A few months back--I honestly can't remember how long ago at this point, but probably early summer or so--my Mom gave me a bug vacuum. She bought it because it was an "As Seen on TV" product. I love me some TV products! She knows this and, every chance she gets, she picks them up for me and gives them to me on my birthday or Christmas--or, sometimes, out of the blue, as with this gift.

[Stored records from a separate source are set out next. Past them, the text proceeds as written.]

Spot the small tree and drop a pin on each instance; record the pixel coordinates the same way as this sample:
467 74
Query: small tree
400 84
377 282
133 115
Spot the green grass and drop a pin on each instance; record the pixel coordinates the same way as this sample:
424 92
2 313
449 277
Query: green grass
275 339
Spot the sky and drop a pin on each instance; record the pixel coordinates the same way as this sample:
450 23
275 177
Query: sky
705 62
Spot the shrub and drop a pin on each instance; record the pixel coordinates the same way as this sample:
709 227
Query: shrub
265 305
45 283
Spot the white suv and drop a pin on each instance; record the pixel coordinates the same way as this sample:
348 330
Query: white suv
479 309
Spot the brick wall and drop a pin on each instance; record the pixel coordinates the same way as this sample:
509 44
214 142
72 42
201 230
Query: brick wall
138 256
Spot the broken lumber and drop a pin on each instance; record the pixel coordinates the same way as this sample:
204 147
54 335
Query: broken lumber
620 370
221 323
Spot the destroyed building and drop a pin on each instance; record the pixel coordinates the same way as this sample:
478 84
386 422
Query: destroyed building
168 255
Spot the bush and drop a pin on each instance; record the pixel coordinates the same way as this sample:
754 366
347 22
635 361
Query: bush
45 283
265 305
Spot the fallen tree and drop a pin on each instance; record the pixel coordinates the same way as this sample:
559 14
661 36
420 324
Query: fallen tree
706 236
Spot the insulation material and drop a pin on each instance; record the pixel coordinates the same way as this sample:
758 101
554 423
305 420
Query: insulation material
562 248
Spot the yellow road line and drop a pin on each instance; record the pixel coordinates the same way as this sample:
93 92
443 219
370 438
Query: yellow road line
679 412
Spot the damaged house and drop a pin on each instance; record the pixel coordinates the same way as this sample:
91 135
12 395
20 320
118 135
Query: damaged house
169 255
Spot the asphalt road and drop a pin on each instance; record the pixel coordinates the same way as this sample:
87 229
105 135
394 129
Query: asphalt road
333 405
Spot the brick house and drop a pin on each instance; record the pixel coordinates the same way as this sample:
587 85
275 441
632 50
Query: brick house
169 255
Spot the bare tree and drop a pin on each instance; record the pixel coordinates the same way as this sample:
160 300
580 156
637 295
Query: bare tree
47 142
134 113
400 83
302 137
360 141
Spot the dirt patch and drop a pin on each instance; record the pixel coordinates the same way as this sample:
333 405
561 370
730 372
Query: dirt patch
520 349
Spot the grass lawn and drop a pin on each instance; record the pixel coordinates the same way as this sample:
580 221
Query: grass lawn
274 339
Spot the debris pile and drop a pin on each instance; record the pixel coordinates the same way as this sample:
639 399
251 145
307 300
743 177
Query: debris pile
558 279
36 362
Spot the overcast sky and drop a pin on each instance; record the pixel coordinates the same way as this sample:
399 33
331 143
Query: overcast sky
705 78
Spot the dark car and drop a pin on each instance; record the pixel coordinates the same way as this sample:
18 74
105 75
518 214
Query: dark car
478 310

Now, don't misunderstand me here, I don't love EVERYTHING that's advertised "As Seen on TV." Popular or possibly useful items, like, say, the Snuggie--though I am most certainly NOT suggesting it is useful, it is an abomination of ridiculousness--will never have a home in my house (the one notable except is Oxyclean, which I've found to be a quite useful cleaning supply--and it's been used to remove red wine, cat shit, cat puke, and grape juice from our carpets and dozens of various stains from our clothes--and the popularizing of which is surely the late Billie Mays greatest legacy). No. I'm only interested in the crazy crap that was "seen on TV" only be terminal insomniacs or lovers of the assorted home shopping channels during their down times. Silly, bizarre, and utterly, ponderously useless, that's what I'm interested in.

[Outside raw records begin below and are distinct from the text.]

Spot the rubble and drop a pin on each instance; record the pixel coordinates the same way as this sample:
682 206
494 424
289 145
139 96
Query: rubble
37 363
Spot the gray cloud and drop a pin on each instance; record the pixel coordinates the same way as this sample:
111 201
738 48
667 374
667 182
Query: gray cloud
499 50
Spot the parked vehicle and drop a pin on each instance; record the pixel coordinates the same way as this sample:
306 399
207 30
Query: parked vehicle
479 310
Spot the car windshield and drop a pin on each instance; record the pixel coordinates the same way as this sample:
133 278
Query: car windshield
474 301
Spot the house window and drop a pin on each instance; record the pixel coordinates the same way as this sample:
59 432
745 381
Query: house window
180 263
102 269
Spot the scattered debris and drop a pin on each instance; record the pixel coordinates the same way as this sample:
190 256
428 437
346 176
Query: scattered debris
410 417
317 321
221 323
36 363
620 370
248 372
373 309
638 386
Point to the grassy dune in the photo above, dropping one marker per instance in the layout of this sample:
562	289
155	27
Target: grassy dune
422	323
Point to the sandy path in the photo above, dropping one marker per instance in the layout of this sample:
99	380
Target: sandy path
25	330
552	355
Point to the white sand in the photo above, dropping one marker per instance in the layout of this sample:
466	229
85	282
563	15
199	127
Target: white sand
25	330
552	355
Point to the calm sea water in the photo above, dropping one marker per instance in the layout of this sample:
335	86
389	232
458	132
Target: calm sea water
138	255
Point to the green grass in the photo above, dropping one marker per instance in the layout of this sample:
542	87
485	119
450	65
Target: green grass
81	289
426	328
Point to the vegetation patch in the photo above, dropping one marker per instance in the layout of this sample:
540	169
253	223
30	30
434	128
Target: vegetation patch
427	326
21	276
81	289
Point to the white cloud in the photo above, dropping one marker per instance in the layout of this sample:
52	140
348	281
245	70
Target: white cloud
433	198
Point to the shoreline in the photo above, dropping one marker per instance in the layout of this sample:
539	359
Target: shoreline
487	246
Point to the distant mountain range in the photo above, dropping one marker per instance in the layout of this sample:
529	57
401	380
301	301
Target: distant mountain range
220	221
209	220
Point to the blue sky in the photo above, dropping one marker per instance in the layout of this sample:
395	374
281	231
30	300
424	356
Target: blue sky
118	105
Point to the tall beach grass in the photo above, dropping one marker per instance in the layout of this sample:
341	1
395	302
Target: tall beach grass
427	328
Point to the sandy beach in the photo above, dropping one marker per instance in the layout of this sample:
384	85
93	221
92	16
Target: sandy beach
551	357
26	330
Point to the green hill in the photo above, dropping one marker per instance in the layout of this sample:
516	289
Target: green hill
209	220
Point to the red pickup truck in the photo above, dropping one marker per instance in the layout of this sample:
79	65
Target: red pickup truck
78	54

I have no great love of OWNING these items, of course, because they are, as a rule, useless beyond measure--unless their sole purpose for existing is to take up space, in which case they are resounding successes. Nonetheless, Mom buys them for me and, after I marvel at their inherent oddness, they usually take up residence on the bookshelves in my office until the next time I do some cleaning and they are either given to a thrift store or, if I feel too guilty saddling them with something they will never sell, I just bypass the middle man and toss it in the trash.
The bug vacuum, however, did not get the chance to live on my shelf because Gabe was there when I opened it and he fell instantly in love with it.
The concept is simple: a weak, nearly non-existent vacuum is built into a handle, which is then attached to a clear plastic tube about eighteen inches long. It looks rather like a toy lightsaber, only shorter. The driving principle behind this vacuum is to offer the consumer an alternative that is both sanitary AND humane. Not only do you not squish the invading bug, leaving a mess to clean up, you don't even kill it! You suck it up in the tube and leave the vacuum running while you go to the door and return the little bugger to the nature whence it came.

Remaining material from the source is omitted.